"Enough is as good as a feast" has become my favorite proverb. Obviously, it's a warning against consumerism, materialism, the excesses of capitalist acquisitiveness. Water in a jelly glass, it says, is as good as wine in crystal. As they used to gloss the proverb, no "avaricious scraping together that knows no bounds."
But for a fully "mature" guy like me, the proverb carries not only a figurative but a literal warning, i.e., don't eat too much. Enough is as good as a feast if a feast makes your stomach hurt, makes you heavy-lidded and passive, and if you feel a heck of a lot better when you stop eating before you reach satiety.

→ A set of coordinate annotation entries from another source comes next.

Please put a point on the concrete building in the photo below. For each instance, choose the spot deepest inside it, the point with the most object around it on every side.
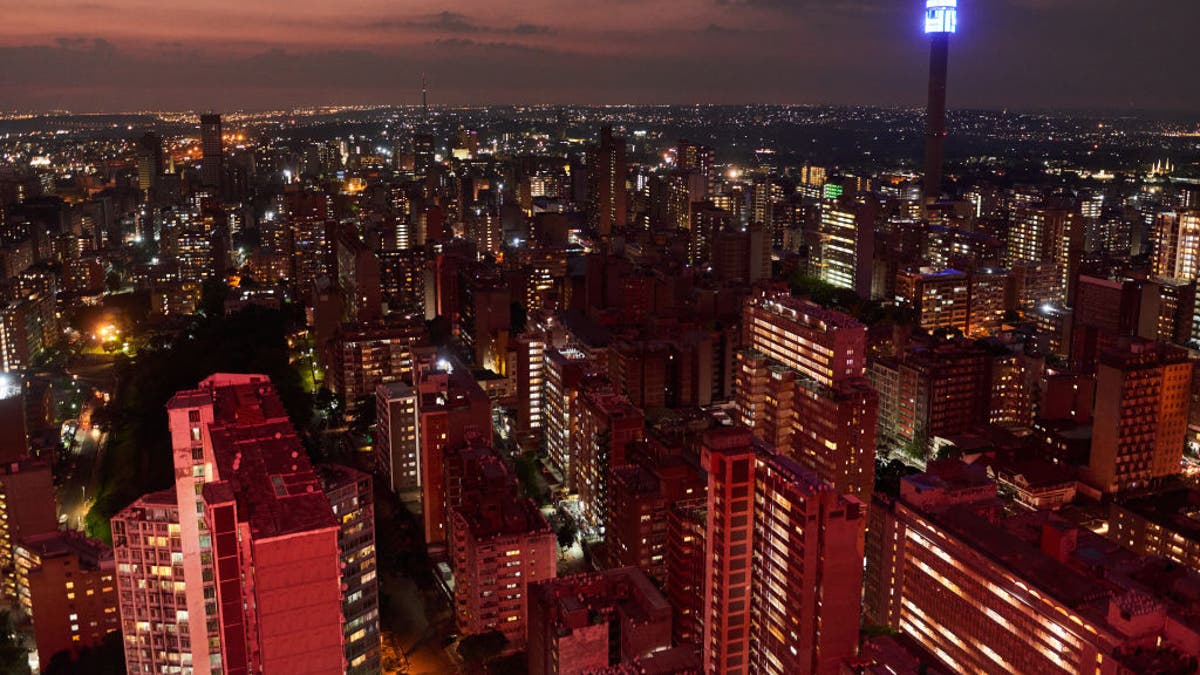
(67, 585)
(253, 559)
(592, 621)
(777, 598)
(397, 457)
(988, 592)
(1143, 396)
(501, 545)
(799, 386)
(352, 501)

I can remember, as an adolescent, eating three large, overstuffed hamburgers, the roll overflowing with tomatoes, onions, relish, ketchup, etc. Along with a bottomless bowl of fries. And craving more. Then as a young man, a good portion was two hamburgers. Nowadays, I take a half or split one with a friend. Hold the fries.
When my grandmother prepared those glorious blintzes of my youth, eight was my number. Now my number is -- one. And I feel the better for it.
Digestion is slower and, I suppose, less efficient. And then there's the embarrassing fact that hamburgers and blintzes and everything else goes right to the enlarged belly, the "front porch."
So here's a proverb for this latter age: "enough is better than a feast." Much.
By the way, I first encountered the proverb, believe it or not, as the title to William Wager's 1581 morality play of the same name. And then in Latin in Shakespeare's Love's Labor's Lost, where, Sir Nathaniel and the pedant Holofernes come on stage having just completed, ahem, dinner. "Holofernes: 'Satis quod sufficit.'" Perhaps Holofernes paraphrases and simplifies Horace:
Multa petentibus
Desunt multa.
Bene est, cui deus obtulit
Parca, quod satis est manu.
Desunt multa.
Bene est, cui deus obtulit
Parca, quod satis est manu.
(Those who seek for much are left in want of much. Happy is he to whom God has given, with sparing hand, as much as is enough.)